Objective: MMF is teratogenic and needs to be replaced before pregnancy. This change may lead to flares. Our aim was to determine the risk of renal flares in women with LN who switched treatment from MMF to AZA before conception and to evaluate the outcome of their pregnancies.
Methods: Medical records of women with LN counselled for pregnancy wish were reviewed. Women receiving treatment with either MMF or AZA (control group), with inactive lupus (SLEDAI ≤ 4) and quiescent LN (serum creatinine <1.5 mg/dl, inactive sediment and proteinuria <1 g/24 h for the preceding 6 months) were eligible for this study.
Results: We identified 54 women [23 treated with MMF (group 1) and 31 treated with AZA (group 2)]. MMF dosage was tapered and subsequently transferred to AZA, which was maintained throughout pregnancy.

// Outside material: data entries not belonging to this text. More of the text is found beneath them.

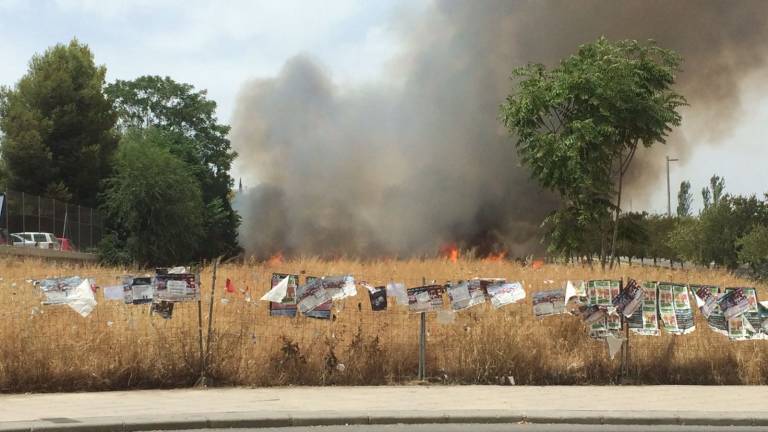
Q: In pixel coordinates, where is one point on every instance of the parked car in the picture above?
(34, 239)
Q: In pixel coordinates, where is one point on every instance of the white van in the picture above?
(38, 240)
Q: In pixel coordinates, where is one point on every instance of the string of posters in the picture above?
(604, 305)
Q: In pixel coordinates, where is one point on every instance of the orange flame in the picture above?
(450, 251)
(275, 259)
(496, 257)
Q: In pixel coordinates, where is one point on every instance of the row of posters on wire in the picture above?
(160, 291)
(647, 309)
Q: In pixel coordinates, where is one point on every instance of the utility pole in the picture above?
(669, 191)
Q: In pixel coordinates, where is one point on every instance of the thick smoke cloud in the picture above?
(401, 167)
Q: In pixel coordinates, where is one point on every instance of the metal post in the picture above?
(423, 341)
(669, 191)
(201, 381)
(210, 322)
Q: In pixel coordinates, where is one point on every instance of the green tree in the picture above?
(684, 200)
(195, 136)
(713, 194)
(686, 239)
(753, 250)
(153, 203)
(57, 126)
(579, 125)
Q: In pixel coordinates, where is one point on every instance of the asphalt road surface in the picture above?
(495, 428)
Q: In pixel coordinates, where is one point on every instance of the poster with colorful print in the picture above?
(645, 320)
(286, 308)
(675, 308)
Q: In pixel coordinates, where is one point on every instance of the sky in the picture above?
(219, 46)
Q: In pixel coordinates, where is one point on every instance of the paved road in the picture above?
(496, 428)
(377, 406)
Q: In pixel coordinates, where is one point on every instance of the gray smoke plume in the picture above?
(400, 169)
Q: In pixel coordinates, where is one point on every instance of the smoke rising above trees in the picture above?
(401, 166)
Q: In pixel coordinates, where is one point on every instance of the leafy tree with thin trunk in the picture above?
(579, 125)
(684, 200)
(153, 204)
(194, 135)
(58, 126)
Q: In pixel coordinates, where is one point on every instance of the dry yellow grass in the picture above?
(51, 348)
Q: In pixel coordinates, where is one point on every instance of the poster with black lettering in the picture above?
(644, 321)
(287, 307)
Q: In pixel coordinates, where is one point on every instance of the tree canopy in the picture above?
(57, 126)
(578, 125)
(194, 135)
(153, 202)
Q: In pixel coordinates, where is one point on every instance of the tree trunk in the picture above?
(618, 212)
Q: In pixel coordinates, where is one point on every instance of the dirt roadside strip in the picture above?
(316, 406)
(331, 418)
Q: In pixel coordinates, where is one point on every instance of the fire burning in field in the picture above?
(275, 259)
(450, 251)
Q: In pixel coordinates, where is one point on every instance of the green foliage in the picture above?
(686, 239)
(713, 194)
(684, 200)
(579, 124)
(194, 135)
(57, 126)
(753, 247)
(153, 202)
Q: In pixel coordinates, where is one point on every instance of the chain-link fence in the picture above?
(125, 346)
(25, 213)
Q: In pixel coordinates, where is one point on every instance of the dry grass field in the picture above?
(51, 348)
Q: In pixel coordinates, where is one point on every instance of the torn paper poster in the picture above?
(278, 292)
(287, 306)
(177, 287)
(675, 308)
(601, 292)
(114, 292)
(645, 320)
(547, 303)
(340, 287)
(629, 299)
(322, 311)
(466, 294)
(162, 308)
(57, 290)
(570, 292)
(614, 344)
(716, 320)
(81, 299)
(311, 295)
(398, 292)
(425, 298)
(733, 303)
(445, 317)
(505, 293)
(378, 297)
(748, 325)
(137, 290)
(706, 298)
(613, 322)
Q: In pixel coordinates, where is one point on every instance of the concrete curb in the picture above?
(263, 419)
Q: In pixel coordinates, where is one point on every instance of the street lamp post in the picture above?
(669, 192)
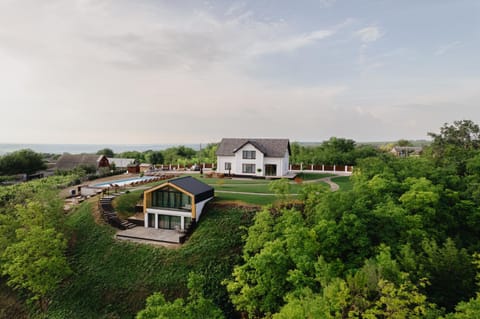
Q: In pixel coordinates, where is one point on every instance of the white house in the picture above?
(253, 157)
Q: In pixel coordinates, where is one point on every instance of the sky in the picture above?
(151, 71)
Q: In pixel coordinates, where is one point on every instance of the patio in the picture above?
(143, 234)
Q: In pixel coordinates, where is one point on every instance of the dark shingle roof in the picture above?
(191, 185)
(195, 187)
(71, 161)
(270, 147)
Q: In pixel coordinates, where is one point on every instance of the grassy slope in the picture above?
(113, 278)
(344, 182)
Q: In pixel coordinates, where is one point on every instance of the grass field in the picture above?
(344, 182)
(112, 279)
(223, 186)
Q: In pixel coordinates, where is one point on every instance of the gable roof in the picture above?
(121, 162)
(70, 161)
(270, 147)
(193, 186)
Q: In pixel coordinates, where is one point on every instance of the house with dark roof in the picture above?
(406, 151)
(176, 204)
(260, 157)
(121, 163)
(68, 162)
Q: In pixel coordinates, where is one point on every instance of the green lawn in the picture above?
(112, 279)
(311, 176)
(246, 198)
(344, 182)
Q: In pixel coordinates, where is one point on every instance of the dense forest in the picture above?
(403, 243)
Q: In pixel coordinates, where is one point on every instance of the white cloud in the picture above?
(445, 48)
(369, 34)
(289, 44)
(327, 3)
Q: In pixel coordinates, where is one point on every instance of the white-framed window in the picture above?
(248, 168)
(248, 154)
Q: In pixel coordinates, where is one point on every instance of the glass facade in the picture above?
(169, 222)
(169, 197)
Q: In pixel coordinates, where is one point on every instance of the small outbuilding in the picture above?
(68, 162)
(176, 204)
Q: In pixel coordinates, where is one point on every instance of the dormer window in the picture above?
(248, 154)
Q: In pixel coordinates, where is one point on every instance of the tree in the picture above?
(107, 152)
(403, 142)
(23, 161)
(455, 144)
(155, 157)
(196, 305)
(36, 262)
(33, 245)
(281, 188)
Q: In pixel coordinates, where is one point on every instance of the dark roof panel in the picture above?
(191, 185)
(270, 147)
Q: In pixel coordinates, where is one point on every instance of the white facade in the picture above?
(263, 166)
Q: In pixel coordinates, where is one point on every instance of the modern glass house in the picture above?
(176, 204)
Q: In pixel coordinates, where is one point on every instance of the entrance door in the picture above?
(270, 170)
(169, 222)
(151, 220)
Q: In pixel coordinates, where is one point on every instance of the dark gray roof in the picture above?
(71, 161)
(270, 147)
(191, 185)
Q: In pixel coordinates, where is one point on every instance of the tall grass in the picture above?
(113, 278)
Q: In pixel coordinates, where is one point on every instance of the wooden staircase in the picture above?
(110, 216)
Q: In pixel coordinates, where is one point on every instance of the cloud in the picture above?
(369, 34)
(289, 44)
(445, 48)
(327, 3)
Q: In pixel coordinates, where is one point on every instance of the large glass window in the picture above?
(171, 198)
(169, 222)
(248, 168)
(248, 154)
(151, 220)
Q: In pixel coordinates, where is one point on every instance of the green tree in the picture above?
(23, 161)
(281, 188)
(36, 262)
(455, 144)
(155, 157)
(196, 305)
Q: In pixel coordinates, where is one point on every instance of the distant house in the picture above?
(145, 167)
(121, 163)
(405, 151)
(175, 204)
(253, 157)
(68, 162)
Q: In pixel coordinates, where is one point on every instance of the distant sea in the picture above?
(88, 148)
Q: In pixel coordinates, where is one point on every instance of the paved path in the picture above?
(333, 186)
(328, 180)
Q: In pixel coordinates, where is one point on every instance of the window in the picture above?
(171, 198)
(248, 168)
(248, 155)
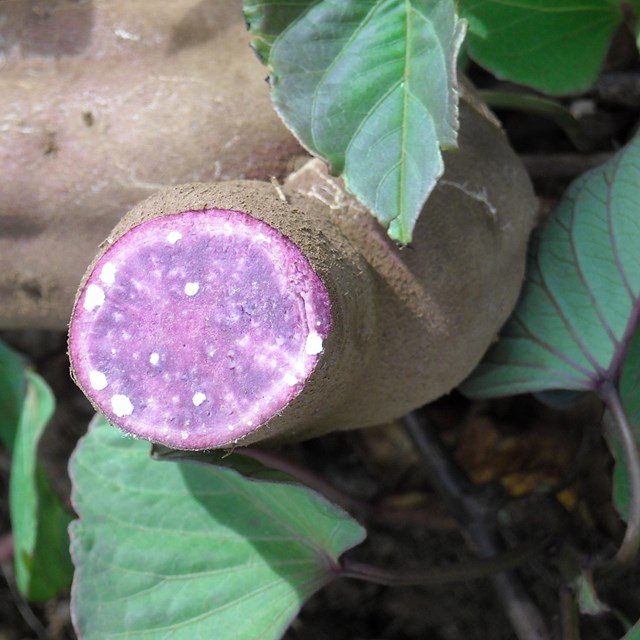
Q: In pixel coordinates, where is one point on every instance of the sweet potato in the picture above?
(236, 312)
(103, 103)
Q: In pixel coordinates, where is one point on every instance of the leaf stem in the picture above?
(436, 576)
(537, 105)
(628, 550)
(476, 508)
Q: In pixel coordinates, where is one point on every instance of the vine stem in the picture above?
(476, 509)
(436, 576)
(628, 549)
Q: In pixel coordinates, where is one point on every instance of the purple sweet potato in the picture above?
(197, 327)
(103, 103)
(237, 312)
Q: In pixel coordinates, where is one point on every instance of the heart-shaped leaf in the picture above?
(580, 304)
(371, 88)
(557, 46)
(193, 550)
(38, 519)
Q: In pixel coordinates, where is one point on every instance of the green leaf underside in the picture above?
(630, 396)
(39, 521)
(580, 303)
(370, 86)
(192, 551)
(556, 46)
(13, 387)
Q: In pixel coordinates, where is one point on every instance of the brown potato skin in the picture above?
(408, 324)
(103, 103)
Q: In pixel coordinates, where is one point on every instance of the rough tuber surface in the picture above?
(104, 103)
(202, 324)
(173, 341)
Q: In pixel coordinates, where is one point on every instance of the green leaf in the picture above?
(190, 550)
(556, 46)
(39, 522)
(580, 304)
(633, 633)
(370, 86)
(13, 388)
(630, 397)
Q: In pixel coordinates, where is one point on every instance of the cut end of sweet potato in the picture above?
(194, 329)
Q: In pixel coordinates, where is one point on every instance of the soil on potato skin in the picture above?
(519, 444)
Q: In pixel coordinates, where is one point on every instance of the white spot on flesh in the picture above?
(313, 345)
(108, 273)
(191, 288)
(94, 297)
(290, 380)
(198, 398)
(98, 380)
(173, 237)
(121, 405)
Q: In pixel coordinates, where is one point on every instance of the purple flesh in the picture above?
(196, 328)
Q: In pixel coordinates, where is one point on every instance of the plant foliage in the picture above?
(556, 46)
(38, 519)
(193, 550)
(370, 86)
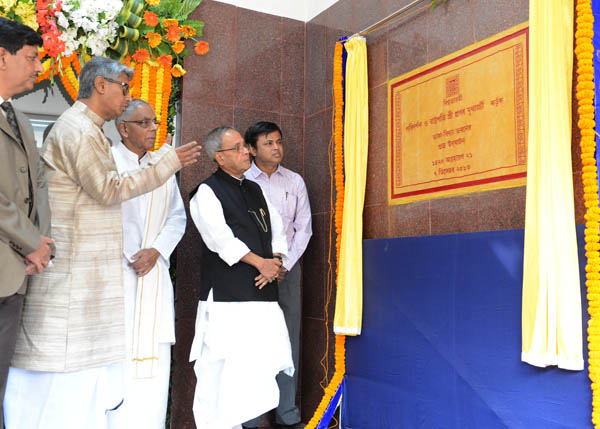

Three (13%) patients (group 1) vs none (group 2) developed a renal flare 3-6 months after transitioning from MMF to AZA (P = 0.14) before pregnancy ensued. The only parameter with a significant difference in those with flare compared with those without was younger age (median 27 vs 30 years; P = 0.03). Risk for adverse outcome within 48 pregnancies (pre-eclampsia 9%, preterm delivery 20.5%) increased with every milligramme of prednisone dosage [odds ratio (OR) 2.03] and every single unit of SLEDAI score (OR 3.92). Renal flares occurred post-partum in two women. No patient developed worsening of renal function.
Conclusion: Replacing MMF with AZA in patients with quiescent LN for pregnancy planning rarely leads to renal flares. Pregnancy outcome was favourable.
Keywords: azathioprine; immunosuppressive treatment; lupus nephritis; mycophenolate mofetil; pregnancy; systemic lupus erythematosus.